- Born: 30 March 1856 West Goshen Township, Pennsylvania, United States
- Died: 20 October 1942 (aged 86)
- Education: Union College, New York University of Pennsylvania
- Known for: Jackson cross cylinder
- Scientific career
- Fields: Ophthalmology
- Workplaces: University of Colorado School of Medicine Penn Medicine Rittenhouse Wills Eye Hospital

= Edward Jackson (ophthalmologist) =

American ophthalmologist

Edward Jackson (March 30, 1856 - October 29, 1942) was an American ophthalmologist better known for popularizing retinoscopy in the United States. He also described detecting astigmatism and its correct axis using a cross-cylinder. The modified Stokes lens he made was later known as Jackson's cross-cylinder.

==Biography==
Edward Jackson was born March 30, 1856, in West Goshen Township, Pennsylvania, the son of Holiday and Emily Jackson. He completed his Bachelor of Science in Civil Engineering from Union College, New York in 1874, and in 1878 received his medical degree from the University of Pennsylvania.
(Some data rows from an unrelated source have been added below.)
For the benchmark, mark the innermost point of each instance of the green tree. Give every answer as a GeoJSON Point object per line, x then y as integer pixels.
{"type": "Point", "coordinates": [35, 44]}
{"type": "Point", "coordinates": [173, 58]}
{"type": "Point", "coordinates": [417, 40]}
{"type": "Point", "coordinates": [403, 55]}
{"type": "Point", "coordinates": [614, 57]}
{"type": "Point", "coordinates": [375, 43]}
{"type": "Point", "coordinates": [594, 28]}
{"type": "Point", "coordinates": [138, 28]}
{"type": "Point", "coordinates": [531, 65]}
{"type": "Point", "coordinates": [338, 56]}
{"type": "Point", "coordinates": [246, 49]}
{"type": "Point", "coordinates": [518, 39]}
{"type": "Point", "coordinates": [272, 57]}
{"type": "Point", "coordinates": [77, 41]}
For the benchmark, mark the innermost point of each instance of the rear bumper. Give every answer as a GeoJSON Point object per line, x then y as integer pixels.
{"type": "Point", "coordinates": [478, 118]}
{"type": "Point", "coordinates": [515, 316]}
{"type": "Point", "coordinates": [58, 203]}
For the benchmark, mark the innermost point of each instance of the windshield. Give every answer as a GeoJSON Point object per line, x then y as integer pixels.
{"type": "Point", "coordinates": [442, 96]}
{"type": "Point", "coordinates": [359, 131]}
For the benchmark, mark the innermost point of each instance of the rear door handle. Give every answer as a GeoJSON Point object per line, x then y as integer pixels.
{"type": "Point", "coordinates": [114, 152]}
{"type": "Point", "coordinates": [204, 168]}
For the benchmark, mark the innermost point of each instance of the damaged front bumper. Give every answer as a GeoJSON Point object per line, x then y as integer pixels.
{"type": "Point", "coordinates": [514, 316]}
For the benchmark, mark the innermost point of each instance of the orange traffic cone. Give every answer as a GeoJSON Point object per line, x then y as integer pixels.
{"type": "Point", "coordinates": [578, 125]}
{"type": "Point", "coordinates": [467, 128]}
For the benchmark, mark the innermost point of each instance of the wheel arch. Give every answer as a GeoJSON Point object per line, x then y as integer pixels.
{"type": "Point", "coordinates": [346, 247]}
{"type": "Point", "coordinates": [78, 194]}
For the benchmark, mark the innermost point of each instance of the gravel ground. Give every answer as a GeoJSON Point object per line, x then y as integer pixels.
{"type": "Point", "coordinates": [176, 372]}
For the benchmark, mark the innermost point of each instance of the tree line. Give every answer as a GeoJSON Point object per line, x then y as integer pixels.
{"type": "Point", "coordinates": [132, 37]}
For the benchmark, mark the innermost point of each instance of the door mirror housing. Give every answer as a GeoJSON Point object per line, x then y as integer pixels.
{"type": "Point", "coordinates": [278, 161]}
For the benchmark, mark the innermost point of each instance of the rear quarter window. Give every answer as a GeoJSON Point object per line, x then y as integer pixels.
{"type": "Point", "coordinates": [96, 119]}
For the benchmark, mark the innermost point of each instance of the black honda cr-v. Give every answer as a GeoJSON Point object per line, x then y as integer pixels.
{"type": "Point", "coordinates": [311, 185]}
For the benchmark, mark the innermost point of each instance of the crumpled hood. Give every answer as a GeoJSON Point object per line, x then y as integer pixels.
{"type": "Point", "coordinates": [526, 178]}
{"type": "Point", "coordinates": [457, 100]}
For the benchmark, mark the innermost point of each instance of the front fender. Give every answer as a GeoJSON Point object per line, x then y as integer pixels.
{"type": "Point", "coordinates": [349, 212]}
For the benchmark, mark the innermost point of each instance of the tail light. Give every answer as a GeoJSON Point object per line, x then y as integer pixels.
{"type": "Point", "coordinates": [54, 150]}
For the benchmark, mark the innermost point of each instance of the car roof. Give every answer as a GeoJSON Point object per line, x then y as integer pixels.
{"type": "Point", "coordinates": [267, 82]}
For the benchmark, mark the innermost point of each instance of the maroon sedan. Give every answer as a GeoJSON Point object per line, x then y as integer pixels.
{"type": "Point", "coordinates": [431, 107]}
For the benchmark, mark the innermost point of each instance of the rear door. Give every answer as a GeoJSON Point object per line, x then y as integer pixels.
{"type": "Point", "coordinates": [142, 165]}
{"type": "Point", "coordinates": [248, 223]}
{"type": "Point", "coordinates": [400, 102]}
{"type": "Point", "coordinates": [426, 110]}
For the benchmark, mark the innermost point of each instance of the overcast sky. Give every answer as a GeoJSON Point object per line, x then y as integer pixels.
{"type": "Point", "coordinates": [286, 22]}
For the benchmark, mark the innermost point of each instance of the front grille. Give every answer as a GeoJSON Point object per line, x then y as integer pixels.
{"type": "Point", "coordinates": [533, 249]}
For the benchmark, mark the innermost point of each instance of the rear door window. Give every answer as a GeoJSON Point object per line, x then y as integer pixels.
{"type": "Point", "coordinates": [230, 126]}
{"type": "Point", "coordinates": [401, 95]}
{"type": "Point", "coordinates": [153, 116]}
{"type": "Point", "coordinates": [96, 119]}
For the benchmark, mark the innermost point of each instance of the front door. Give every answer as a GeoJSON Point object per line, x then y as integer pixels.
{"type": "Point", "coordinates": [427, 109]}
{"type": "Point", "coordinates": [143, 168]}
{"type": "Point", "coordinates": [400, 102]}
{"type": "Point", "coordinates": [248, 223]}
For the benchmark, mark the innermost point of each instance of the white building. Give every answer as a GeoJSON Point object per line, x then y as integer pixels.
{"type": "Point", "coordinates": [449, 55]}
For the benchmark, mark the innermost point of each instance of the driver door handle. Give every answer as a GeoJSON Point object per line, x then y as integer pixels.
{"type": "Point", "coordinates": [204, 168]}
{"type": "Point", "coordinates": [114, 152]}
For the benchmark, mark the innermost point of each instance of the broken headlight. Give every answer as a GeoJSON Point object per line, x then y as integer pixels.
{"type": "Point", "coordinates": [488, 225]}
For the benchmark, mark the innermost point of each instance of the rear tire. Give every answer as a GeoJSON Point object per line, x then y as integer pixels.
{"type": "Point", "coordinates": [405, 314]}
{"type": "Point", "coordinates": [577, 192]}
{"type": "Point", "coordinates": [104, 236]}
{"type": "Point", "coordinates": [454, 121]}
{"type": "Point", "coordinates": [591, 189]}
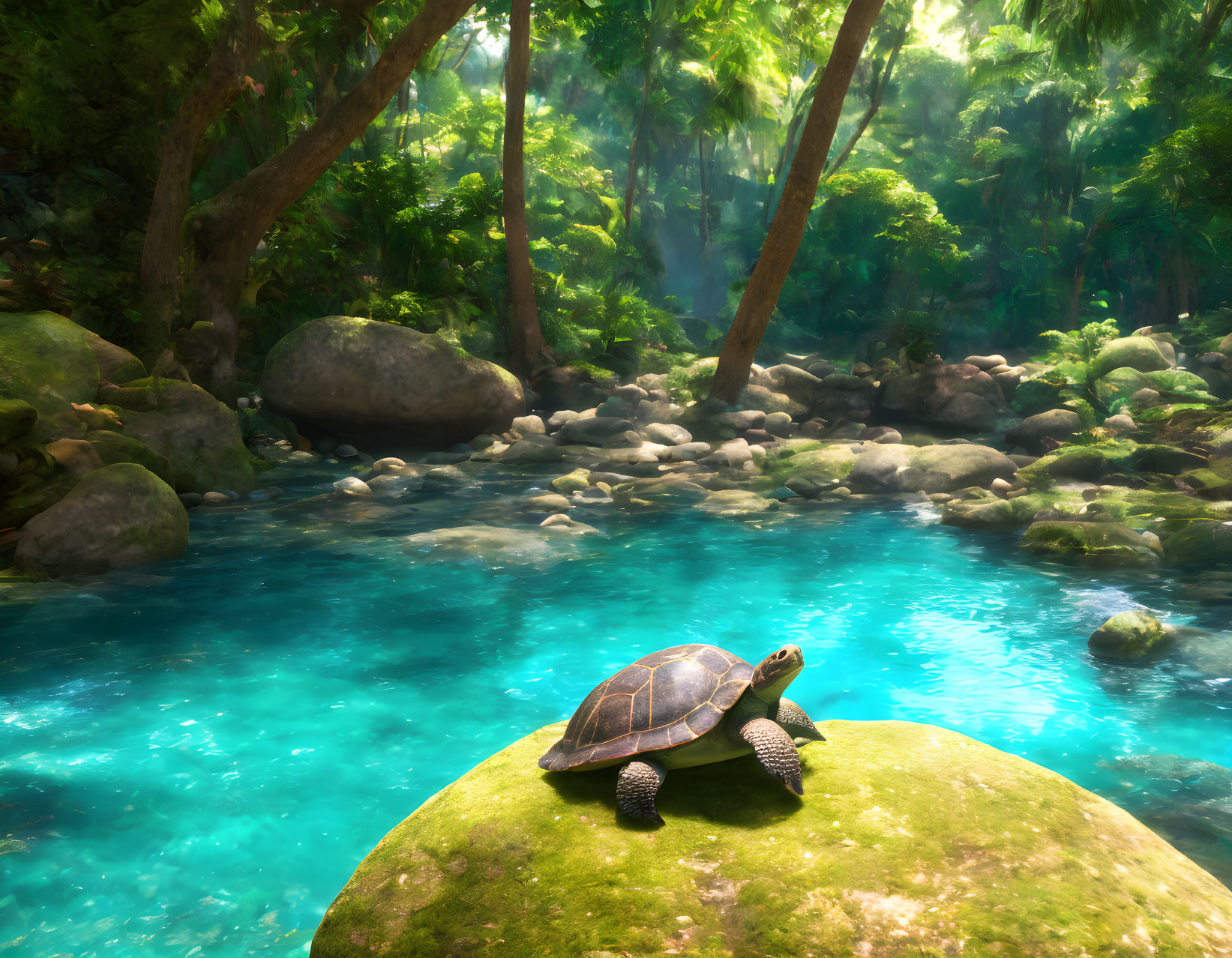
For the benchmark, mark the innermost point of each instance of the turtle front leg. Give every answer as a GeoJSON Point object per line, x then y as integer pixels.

Jackson married Jenny L. Price in 1878. After she died in 1896, he settled in Denver in 1898, where he married Emily Churchman.

Jackson died of heart block on October 29, 1942, at the age of 86.

==Career==
Jackson, who served as Professor of Ophthalmology at the Penn Medicine Rittenhouse (previously Philadelphia Polyclinic) and surgeon at Wills Eye Hospital later became professor and chairman of the Department of Ophthalmology at the University of Colorado School of Medicine. He founded the Colorado Ophthalmological Society and started the first postgraduate course in ophthalmology in the US.

In 1885, he popularized retinoscopy in the United States. In 1887 he described detecting astigmatism using a cross-cylinder, and in 1907 he described the determination of the axis of a correcting cylinder in astigmatism using a cross-cylinder. The modified Stokes lens was later known as Jackson's cross-cylinder.

He founded and edited the Yearbook of Ophthalmology and Ophthalmic Literature, and was appointed editor of the third series of the American Journal of Ophthalmology in 1918. He held several other positions including president of the American Academy of Ophthalmology and Otolaryngology and member of American Board of Ophthalmology.

==Awards and honors==
In honor of him, the American Academy of Ophthalmology annually conducts a Jackson Memorial Lecture.